Why does, say, a note on a violin have a “pitch”, but the sound made when I bang a table doesn’t have a “pitch”.

In: 1

When the sound energy is concentrated into one or more frequencies, it’s perceived as having pitch, or we can say it’s *tonal*.

When the sound energy is broadly distributed across a wide range of frequencies, it’s perceived as noise. Different distributions get different names (white noise, pink noise, etc). A balloon popping is an example of noise.

You can selectively filter noise, and in the process you can give it a tonal quality. If you make a shhhhh noise and shift your lips from an ‘o’ shape to an ‘e’ shape you’ll shift the frequency distribution and give the sensation that while they’re both noise, one seems to have a higher pitch.

A drum head produces a wide range of frequencies (noise) but also has some *standing waves* which have particular frequencies so it can be tonal. Some drums are more noise and less tone, whioe other drums (eg tympani) are more tone and less noise.

When you draw a bow across that violin string, you’re dragging the string out of position and its returning force makes it slip back from the bow, many times pwr second.

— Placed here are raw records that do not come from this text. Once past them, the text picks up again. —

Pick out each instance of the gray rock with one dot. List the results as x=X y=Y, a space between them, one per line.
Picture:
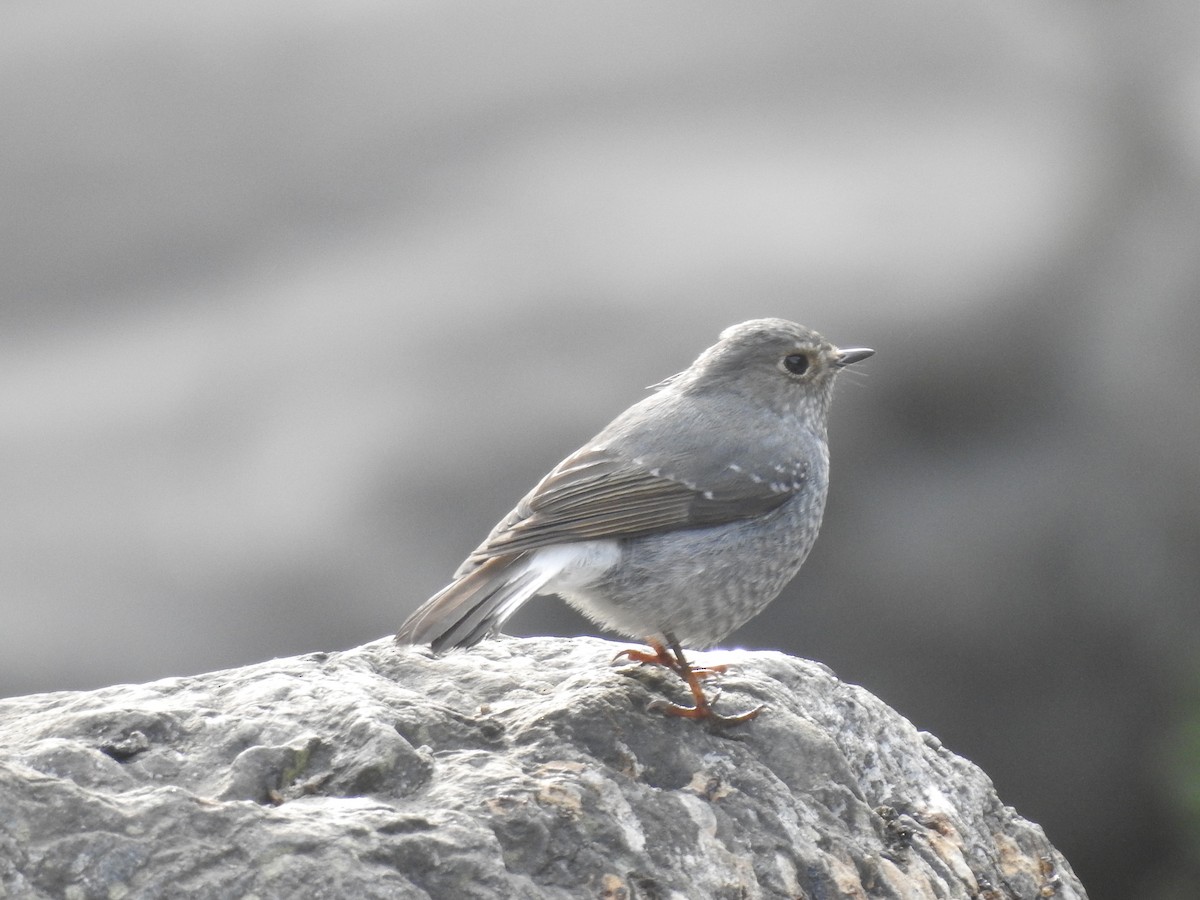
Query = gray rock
x=523 y=768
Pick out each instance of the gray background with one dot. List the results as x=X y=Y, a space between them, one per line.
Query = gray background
x=299 y=298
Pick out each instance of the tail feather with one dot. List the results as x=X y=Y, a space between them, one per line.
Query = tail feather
x=477 y=605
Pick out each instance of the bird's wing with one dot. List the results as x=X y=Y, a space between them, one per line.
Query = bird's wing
x=603 y=493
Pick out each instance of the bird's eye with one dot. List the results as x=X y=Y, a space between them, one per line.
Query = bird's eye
x=796 y=363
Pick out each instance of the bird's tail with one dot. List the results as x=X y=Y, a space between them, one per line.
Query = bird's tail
x=475 y=605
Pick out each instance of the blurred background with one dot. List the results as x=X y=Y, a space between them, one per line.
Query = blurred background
x=298 y=299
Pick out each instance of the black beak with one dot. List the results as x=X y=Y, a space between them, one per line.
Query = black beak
x=857 y=354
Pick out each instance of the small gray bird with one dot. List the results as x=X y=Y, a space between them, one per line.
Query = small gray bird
x=681 y=520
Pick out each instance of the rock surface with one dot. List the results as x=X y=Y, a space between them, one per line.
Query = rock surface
x=522 y=768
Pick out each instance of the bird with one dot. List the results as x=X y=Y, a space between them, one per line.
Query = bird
x=679 y=521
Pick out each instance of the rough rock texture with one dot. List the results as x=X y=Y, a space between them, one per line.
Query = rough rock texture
x=522 y=768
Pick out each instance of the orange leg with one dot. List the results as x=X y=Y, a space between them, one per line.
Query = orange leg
x=675 y=660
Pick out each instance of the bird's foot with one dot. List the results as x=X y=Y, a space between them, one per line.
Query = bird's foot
x=675 y=660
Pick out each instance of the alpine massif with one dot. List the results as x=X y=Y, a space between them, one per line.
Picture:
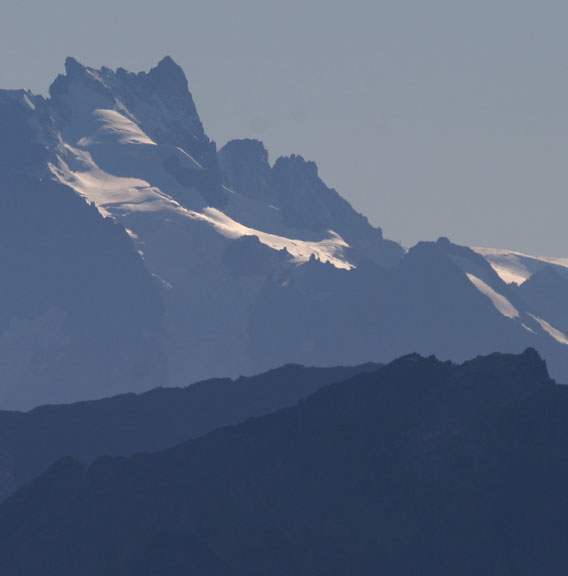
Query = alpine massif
x=135 y=254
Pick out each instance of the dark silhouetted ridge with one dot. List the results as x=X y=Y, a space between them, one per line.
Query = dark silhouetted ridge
x=421 y=467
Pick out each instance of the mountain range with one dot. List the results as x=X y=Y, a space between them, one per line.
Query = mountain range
x=136 y=254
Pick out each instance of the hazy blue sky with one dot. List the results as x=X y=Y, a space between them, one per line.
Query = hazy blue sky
x=433 y=118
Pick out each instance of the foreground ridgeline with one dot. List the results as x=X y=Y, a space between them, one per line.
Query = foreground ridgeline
x=161 y=418
x=419 y=467
x=134 y=253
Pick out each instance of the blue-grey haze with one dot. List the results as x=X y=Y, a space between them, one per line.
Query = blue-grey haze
x=432 y=118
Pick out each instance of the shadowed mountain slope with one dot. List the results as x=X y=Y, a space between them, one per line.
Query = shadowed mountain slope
x=123 y=425
x=422 y=467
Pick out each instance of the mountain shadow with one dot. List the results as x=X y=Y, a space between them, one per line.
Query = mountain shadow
x=422 y=467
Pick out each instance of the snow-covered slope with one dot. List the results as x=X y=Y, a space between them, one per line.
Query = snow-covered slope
x=517 y=267
x=244 y=265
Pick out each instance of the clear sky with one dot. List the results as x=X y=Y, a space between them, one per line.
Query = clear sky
x=438 y=117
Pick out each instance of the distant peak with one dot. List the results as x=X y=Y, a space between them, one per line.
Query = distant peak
x=72 y=66
x=168 y=74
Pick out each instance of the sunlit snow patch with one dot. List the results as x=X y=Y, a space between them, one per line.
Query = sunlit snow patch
x=499 y=301
x=516 y=266
x=551 y=330
x=117 y=126
x=116 y=196
x=327 y=250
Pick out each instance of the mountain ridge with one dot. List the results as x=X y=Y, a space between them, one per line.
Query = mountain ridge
x=247 y=265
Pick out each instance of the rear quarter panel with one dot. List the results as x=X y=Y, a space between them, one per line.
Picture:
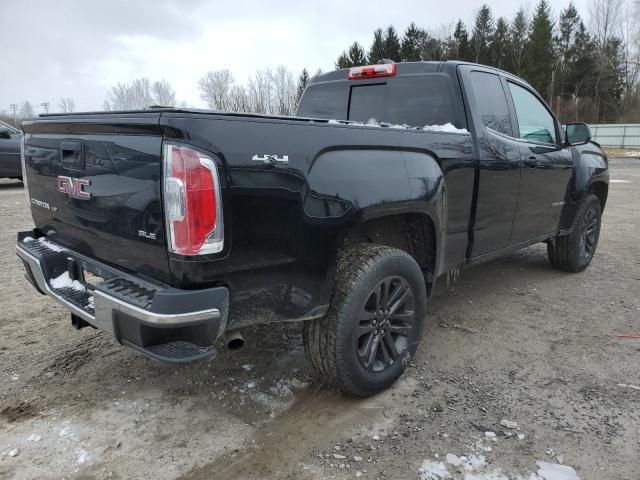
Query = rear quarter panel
x=285 y=222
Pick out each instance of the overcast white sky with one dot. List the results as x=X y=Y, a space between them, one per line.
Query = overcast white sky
x=75 y=48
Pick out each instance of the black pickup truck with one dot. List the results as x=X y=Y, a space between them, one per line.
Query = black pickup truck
x=173 y=228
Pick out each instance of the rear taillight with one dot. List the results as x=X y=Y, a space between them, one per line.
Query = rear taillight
x=372 y=71
x=192 y=202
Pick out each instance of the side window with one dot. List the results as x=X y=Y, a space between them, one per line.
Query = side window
x=534 y=120
x=491 y=102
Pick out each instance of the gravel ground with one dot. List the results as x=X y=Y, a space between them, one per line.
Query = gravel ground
x=512 y=340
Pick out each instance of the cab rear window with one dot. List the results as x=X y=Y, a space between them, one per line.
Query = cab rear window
x=415 y=101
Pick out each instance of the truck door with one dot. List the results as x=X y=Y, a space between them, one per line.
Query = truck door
x=546 y=170
x=499 y=160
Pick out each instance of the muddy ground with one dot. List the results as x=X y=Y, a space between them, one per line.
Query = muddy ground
x=512 y=339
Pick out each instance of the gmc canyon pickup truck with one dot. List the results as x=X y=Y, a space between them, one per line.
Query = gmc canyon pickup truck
x=173 y=228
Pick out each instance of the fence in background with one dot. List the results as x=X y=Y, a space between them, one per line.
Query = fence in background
x=622 y=135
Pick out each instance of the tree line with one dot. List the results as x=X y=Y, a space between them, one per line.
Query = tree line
x=587 y=71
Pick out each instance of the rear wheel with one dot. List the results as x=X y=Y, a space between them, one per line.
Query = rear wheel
x=374 y=323
x=574 y=252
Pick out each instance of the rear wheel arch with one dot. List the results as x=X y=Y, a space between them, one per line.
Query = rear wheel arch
x=414 y=233
x=600 y=190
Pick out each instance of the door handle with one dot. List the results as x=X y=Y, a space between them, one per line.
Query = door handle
x=72 y=155
x=532 y=162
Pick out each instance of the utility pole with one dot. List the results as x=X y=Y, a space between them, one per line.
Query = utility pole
x=14 y=109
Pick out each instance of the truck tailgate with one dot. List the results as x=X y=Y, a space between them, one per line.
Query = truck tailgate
x=94 y=184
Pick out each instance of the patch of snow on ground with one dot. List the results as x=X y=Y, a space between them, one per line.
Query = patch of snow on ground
x=433 y=471
x=65 y=432
x=64 y=281
x=553 y=471
x=81 y=456
x=628 y=385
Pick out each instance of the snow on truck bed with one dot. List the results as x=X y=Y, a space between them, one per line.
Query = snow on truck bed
x=446 y=128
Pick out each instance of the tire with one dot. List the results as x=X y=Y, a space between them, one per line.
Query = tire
x=574 y=252
x=339 y=345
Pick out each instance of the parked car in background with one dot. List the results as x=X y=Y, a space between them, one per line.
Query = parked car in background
x=10 y=152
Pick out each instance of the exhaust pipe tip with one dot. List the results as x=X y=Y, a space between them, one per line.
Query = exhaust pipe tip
x=233 y=340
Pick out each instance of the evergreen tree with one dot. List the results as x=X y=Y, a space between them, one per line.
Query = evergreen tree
x=354 y=57
x=500 y=45
x=343 y=61
x=538 y=56
x=391 y=44
x=461 y=38
x=303 y=81
x=376 y=52
x=518 y=32
x=412 y=42
x=357 y=57
x=482 y=36
x=611 y=83
x=433 y=48
x=564 y=48
x=579 y=77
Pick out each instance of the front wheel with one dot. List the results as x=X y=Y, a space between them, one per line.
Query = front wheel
x=374 y=323
x=574 y=252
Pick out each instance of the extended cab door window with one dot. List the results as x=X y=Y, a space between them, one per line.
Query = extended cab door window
x=546 y=171
x=492 y=102
x=535 y=123
x=499 y=161
x=413 y=100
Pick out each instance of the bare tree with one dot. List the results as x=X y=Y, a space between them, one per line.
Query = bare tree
x=215 y=87
x=26 y=110
x=67 y=105
x=136 y=95
x=605 y=26
x=239 y=99
x=259 y=88
x=271 y=91
x=163 y=94
x=283 y=89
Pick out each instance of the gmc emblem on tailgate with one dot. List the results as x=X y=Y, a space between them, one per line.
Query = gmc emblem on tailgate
x=74 y=187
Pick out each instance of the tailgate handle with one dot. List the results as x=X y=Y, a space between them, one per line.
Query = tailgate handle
x=72 y=154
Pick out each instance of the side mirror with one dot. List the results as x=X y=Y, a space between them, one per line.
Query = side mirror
x=578 y=133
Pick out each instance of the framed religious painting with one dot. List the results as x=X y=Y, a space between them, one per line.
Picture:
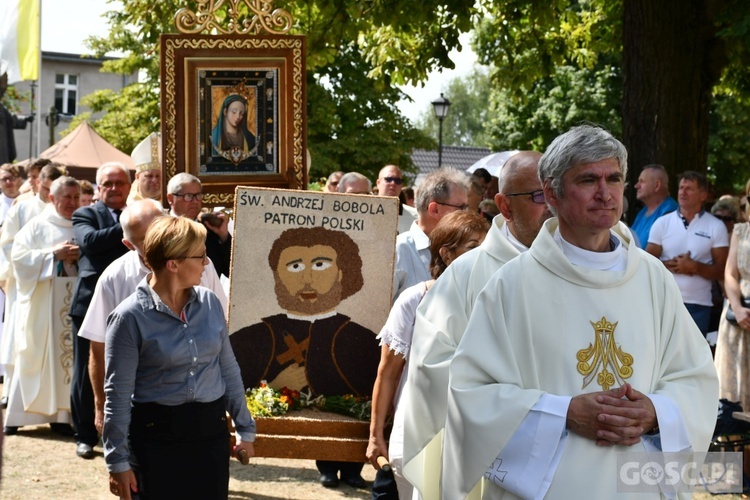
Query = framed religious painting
x=233 y=111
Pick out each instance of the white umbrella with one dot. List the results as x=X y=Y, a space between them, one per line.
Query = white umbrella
x=493 y=163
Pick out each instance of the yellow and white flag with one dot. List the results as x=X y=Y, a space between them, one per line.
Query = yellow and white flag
x=19 y=38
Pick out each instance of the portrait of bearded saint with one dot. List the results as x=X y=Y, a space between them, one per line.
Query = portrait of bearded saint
x=311 y=346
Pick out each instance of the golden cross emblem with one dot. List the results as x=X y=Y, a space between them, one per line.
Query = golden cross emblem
x=295 y=351
x=603 y=355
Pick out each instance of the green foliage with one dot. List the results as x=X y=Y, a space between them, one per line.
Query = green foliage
x=353 y=123
x=728 y=143
x=130 y=115
x=525 y=40
x=568 y=97
x=468 y=115
x=12 y=99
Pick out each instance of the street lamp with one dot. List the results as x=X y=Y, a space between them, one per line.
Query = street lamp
x=441 y=106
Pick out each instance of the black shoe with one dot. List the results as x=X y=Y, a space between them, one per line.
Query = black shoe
x=84 y=450
x=62 y=429
x=354 y=481
x=329 y=480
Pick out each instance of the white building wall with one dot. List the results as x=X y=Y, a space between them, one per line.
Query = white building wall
x=90 y=79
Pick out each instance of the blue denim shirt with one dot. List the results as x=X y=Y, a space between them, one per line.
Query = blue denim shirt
x=154 y=356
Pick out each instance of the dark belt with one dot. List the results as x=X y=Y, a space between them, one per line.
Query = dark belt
x=182 y=421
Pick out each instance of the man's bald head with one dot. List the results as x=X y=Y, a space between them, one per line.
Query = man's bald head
x=136 y=219
x=521 y=200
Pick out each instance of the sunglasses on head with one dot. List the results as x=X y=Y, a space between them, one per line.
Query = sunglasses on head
x=395 y=180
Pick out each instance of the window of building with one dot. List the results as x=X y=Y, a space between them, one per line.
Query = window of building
x=66 y=94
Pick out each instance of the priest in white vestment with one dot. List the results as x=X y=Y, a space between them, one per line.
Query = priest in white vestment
x=44 y=258
x=576 y=351
x=20 y=213
x=118 y=282
x=444 y=312
x=10 y=181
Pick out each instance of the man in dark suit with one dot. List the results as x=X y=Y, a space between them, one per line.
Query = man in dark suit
x=99 y=236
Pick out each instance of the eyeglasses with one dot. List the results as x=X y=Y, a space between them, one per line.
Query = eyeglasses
x=395 y=180
x=460 y=207
x=190 y=196
x=201 y=257
x=113 y=184
x=536 y=196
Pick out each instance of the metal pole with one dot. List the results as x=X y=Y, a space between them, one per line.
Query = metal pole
x=33 y=113
x=440 y=144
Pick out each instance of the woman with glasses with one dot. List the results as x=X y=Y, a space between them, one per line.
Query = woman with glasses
x=171 y=376
x=455 y=234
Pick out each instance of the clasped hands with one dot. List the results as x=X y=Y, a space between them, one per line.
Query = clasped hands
x=66 y=252
x=615 y=417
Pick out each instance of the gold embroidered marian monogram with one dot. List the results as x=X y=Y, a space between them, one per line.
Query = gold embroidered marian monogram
x=603 y=355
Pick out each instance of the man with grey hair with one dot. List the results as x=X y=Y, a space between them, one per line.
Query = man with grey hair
x=354 y=183
x=99 y=235
x=559 y=339
x=440 y=193
x=185 y=198
x=652 y=189
x=119 y=281
x=45 y=259
x=442 y=316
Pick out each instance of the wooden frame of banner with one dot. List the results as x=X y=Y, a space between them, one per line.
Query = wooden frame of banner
x=188 y=62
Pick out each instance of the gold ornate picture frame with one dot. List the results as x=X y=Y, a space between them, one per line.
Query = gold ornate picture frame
x=233 y=111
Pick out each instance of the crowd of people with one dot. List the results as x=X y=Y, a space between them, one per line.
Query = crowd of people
x=68 y=264
x=531 y=329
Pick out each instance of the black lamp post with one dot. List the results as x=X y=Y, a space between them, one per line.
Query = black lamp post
x=441 y=106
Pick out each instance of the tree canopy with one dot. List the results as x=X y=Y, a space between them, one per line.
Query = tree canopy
x=353 y=122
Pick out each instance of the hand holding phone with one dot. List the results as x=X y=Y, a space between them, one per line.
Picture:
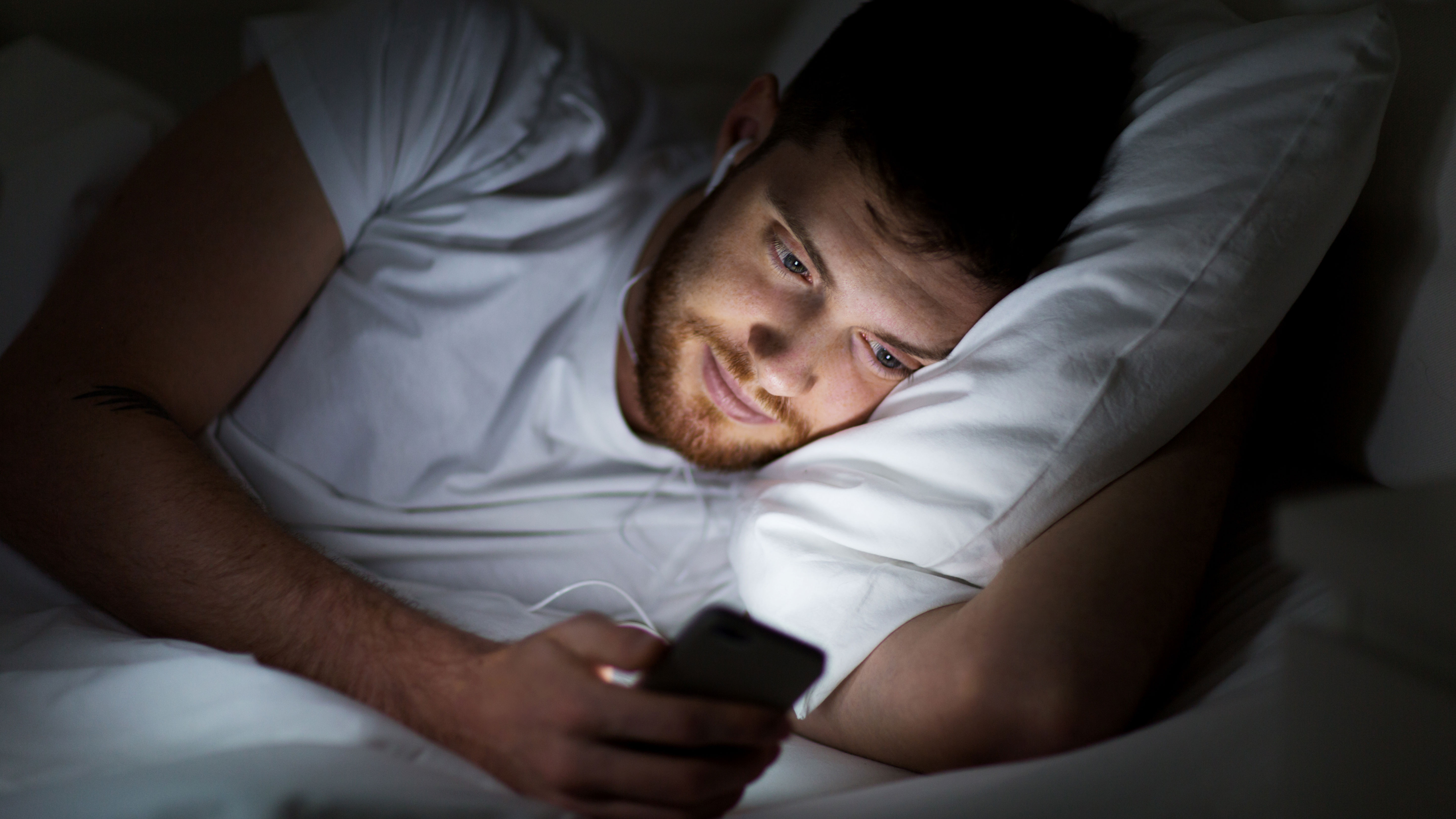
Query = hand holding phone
x=724 y=655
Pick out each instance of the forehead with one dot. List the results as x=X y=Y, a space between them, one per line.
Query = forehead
x=826 y=200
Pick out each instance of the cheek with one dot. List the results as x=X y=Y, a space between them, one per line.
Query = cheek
x=845 y=398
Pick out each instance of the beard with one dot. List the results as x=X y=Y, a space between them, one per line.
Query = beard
x=691 y=423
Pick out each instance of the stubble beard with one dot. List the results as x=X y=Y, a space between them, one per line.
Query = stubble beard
x=692 y=425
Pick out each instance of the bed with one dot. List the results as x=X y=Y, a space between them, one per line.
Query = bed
x=1234 y=731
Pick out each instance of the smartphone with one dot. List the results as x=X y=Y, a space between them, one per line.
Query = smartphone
x=729 y=656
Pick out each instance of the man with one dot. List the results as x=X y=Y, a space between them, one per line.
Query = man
x=381 y=279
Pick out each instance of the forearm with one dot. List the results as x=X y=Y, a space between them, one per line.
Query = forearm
x=126 y=511
x=1059 y=649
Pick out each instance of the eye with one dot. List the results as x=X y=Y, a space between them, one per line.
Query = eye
x=790 y=261
x=887 y=359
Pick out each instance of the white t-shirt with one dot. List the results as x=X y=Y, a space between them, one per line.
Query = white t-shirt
x=446 y=413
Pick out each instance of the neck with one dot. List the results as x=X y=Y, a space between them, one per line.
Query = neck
x=628 y=396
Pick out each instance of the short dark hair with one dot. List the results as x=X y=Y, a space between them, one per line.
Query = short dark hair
x=986 y=123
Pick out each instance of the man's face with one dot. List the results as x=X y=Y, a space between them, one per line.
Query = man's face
x=783 y=310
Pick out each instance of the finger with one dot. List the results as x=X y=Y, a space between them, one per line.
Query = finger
x=598 y=640
x=624 y=809
x=609 y=773
x=666 y=719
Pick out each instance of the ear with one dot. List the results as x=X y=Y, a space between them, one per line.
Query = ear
x=750 y=119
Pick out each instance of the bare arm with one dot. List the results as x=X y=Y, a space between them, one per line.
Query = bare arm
x=1062 y=645
x=181 y=293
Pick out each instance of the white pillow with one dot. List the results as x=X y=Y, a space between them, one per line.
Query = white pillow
x=1245 y=152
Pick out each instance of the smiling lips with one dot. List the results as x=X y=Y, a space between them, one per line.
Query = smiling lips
x=727 y=394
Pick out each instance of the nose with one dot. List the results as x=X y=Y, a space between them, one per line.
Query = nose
x=784 y=359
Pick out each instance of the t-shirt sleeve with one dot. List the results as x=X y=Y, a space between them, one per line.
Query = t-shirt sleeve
x=392 y=100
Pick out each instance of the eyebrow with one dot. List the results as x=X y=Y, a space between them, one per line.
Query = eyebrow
x=801 y=232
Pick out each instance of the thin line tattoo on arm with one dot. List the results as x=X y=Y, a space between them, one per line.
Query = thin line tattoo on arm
x=123 y=398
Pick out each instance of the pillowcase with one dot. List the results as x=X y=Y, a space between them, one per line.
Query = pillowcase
x=1245 y=149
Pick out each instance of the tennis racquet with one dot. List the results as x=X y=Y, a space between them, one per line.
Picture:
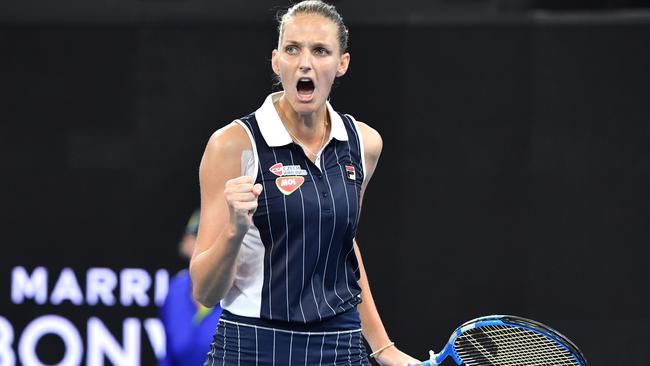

How many times that happens per second is a function of that returning force and the weight of the string; that number of times per second dictates the fundamental pitch of the sound.

When you bang a table, every little bit of it is displaced and experiences a returning force. Its irregular shape and irregular density means that the wobbles which are set up in all the different parts of the desk have many, many different frequencies. It’s not tonal, and you hear it as noise.

^(edit: added the bits about the violin and desk which OP asked about)

Something that has a pitch is just any sound that repeats at some frequency.

When you pluck an “A” guitar string, it vibrates 440 times per second, which creates pressure waves of air that repeat 440 times per second too. That’s its pitch.

When you bow an “A” violin string, it also vibrates 440 times per second. The type of vibration and the way the pressure waves reverberate through the instrument are really different, so the shape of the sound itself (the “timbre”) is really different, but just like the guitar string, the sound repeats itself every 1/440 of a second.

When you sing, your vocal cords are vibrating a certain number of times per second too. The shape of your mouth affects what it sounds like, but the frequency – the pitch – is just based on that fundamental vibration.

When you bang on a really solid table or clap your hands, the sound is more instantaneous – it doesn’t vibrate, so you’re just hearing the instantaneous pressure wave of air rushing away as you strike something and the air between your hand and the object moves out of the way. If there’s no periodic vibration, there’s no pitch.

When you hit an object that vibrates, though – even a little bit – it does make a pitch, but sometimes it’s too low or too high for us to perceive it that way. If you record the sound and the speed it up or slow it down, you can hear the pitch, like in this video:

All sounds most definitely make sound waves at a variety of frequencies. For it to be “musical” I suppose it would have to consist of a fundamental frequency and additional frequencies that are harmonics of that fundamental.

Although, a lot of percussion would evade that strict definition. So maybe I’m just full of crap?